Image: Aurelie Fontan – Biodesign Here Now Exhibitor
To this end, there is a passionate movement of biologists and designers studying and replicating the ‘design systems’ that exist in nature in an effort to apply these to how we design the cities, homes and clothes we inhabit, and more. What are these ‘design systems’? Have we copied them in the past, and if not, why not?

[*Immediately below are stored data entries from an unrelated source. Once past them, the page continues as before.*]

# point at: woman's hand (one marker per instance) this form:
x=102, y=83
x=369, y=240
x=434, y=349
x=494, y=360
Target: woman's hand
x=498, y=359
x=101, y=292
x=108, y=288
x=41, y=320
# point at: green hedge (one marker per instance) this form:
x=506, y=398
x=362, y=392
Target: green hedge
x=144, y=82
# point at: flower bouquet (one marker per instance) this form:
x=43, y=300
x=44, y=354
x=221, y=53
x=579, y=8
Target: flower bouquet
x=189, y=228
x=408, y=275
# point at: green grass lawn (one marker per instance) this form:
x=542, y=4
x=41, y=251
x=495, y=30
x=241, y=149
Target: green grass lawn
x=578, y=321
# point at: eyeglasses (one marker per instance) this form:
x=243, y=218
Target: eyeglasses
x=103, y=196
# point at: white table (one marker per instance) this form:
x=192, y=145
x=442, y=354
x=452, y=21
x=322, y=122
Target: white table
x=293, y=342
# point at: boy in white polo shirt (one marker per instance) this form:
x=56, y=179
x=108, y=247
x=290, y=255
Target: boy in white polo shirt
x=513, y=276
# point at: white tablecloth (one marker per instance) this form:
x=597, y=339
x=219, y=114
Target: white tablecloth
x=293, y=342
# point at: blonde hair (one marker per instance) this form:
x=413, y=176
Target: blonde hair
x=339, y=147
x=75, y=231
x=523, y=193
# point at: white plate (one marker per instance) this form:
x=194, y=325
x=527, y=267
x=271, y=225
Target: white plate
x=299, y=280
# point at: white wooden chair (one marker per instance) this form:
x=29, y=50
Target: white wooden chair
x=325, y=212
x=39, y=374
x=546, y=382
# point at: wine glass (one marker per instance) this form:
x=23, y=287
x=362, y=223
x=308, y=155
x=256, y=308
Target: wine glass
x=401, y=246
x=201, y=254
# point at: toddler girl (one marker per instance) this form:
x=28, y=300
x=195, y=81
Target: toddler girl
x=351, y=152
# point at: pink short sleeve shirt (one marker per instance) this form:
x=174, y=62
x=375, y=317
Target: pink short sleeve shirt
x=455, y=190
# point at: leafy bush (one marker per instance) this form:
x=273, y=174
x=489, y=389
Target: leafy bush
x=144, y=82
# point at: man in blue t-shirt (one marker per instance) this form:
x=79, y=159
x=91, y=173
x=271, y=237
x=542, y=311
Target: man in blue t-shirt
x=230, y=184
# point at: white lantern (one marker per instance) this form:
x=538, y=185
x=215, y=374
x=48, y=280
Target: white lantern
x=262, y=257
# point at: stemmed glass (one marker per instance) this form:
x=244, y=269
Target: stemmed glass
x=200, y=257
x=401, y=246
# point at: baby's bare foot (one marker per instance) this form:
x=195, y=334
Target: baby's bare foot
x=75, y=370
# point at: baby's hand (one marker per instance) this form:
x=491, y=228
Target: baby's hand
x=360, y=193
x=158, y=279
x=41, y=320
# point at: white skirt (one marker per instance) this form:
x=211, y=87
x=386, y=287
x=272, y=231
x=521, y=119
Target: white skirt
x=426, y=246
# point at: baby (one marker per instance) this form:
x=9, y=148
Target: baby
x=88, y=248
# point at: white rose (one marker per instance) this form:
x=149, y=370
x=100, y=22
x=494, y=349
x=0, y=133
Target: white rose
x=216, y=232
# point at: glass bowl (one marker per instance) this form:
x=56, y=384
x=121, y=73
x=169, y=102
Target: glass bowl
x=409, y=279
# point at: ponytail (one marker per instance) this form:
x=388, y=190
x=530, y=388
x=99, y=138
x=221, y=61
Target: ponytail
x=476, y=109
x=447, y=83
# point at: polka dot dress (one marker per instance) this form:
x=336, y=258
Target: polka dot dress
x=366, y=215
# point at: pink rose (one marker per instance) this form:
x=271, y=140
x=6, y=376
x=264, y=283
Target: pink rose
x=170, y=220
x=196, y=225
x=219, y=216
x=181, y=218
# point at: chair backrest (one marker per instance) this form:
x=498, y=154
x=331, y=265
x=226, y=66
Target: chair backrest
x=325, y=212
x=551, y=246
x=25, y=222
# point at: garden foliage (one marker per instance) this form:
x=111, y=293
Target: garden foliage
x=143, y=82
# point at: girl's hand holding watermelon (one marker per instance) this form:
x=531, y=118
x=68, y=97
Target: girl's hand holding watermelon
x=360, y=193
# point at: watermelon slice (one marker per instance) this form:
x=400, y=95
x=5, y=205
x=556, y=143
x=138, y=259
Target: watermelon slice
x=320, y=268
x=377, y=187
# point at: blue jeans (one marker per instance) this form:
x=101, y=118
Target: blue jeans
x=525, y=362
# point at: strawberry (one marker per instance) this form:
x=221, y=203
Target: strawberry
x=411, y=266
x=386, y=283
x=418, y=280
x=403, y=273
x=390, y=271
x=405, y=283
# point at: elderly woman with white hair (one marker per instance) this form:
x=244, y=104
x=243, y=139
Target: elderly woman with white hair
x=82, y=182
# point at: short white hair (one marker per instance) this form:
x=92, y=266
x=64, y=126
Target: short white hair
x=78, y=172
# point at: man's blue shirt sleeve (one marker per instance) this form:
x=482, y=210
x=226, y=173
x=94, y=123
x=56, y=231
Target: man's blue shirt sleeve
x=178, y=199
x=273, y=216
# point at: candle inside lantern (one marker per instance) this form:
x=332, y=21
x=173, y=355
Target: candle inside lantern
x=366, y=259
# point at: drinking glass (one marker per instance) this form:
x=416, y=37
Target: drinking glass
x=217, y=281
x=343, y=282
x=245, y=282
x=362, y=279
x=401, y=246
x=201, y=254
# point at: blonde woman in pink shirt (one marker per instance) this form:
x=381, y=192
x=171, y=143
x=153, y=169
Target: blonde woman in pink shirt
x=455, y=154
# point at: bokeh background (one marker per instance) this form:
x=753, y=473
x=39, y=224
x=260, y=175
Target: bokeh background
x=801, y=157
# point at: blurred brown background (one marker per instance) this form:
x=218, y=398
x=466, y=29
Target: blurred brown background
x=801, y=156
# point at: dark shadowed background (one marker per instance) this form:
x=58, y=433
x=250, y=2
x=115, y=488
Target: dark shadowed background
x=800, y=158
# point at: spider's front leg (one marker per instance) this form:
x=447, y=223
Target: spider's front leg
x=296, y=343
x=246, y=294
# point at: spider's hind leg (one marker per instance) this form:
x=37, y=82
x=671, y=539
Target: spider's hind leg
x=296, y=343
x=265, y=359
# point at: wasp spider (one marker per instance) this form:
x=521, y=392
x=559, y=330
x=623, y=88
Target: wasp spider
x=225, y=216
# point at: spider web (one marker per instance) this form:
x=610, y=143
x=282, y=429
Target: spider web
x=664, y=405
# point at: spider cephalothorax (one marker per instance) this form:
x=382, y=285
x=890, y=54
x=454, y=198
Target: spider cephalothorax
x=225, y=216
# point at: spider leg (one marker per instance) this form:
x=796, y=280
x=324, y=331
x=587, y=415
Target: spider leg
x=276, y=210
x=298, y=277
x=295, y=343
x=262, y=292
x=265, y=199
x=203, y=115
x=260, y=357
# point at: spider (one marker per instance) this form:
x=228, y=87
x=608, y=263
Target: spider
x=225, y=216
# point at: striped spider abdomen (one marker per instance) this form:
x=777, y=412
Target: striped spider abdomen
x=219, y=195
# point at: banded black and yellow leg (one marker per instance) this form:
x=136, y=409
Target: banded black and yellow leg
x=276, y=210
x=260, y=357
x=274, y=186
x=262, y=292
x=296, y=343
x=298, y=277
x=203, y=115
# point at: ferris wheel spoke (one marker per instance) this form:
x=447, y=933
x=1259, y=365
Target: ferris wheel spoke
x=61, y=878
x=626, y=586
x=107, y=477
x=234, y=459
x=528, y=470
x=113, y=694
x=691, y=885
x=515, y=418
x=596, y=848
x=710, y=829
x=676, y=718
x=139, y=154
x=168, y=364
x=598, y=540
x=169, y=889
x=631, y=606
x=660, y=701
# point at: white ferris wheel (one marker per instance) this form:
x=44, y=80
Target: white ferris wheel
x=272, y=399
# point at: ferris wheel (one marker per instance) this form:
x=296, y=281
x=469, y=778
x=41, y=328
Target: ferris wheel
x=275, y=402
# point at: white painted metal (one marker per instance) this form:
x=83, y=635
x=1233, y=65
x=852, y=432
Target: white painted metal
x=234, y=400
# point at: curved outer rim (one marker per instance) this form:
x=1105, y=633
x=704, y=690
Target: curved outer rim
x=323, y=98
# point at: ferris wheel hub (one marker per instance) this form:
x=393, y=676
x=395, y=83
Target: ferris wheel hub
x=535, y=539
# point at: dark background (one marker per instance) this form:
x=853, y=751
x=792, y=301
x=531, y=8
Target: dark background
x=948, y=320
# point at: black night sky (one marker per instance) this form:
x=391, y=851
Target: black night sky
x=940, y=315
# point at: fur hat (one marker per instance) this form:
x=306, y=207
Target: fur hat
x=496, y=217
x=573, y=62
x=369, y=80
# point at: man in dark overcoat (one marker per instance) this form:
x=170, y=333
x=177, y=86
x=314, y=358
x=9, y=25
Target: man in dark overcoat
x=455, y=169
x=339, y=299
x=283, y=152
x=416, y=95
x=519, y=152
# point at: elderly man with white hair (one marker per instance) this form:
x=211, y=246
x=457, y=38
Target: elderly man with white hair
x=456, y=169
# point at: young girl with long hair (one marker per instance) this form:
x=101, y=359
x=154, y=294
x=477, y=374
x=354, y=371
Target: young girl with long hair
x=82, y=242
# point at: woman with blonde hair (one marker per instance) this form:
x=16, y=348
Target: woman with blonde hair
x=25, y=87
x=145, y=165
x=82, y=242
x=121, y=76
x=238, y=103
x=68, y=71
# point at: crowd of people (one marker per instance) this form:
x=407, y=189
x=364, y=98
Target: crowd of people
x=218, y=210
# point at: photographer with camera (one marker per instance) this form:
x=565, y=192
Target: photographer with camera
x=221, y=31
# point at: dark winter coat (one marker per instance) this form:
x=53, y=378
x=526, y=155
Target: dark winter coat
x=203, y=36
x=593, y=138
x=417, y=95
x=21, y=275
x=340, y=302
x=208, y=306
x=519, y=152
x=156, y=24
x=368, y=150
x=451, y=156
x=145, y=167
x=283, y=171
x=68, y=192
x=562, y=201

In nature, there are biological processes that create and sustain life (and materials) in a naturally efficient and organic manner. They maintain an equilibrium that only draws the energy required and creates byproducts that support other life. This is in contrast to the synthetic creation of materials, which are imbalanced in the sense that they harm rather than support other life and require disproportionate levels of energy for relatively small outputs.
An example of this biological versus synthetic material process can be found by comparing silk to synthetic ‘silk’. The silkworm creates a cocoon of continuous silk filament around its body length (around 3 inches), giving rise to a thread that is 1,300 metres long – in just three days. To do this, it expels a sticky silk protein while moving its head in a figure eight pattern to weave the cocoon. All it needs to do this is the correct climatic conditions and its energy source – mulberry leaves. It is an extraordinary organism that creates a raw material that has uses spanning beauty creams (silk protein protects the skin), medical dressings and of course, luxurious fabrics. The raw material has several grades of product outputs and all byproducts have value, with broken and low grade cocoons providing a superior protein food source to livestock, for example.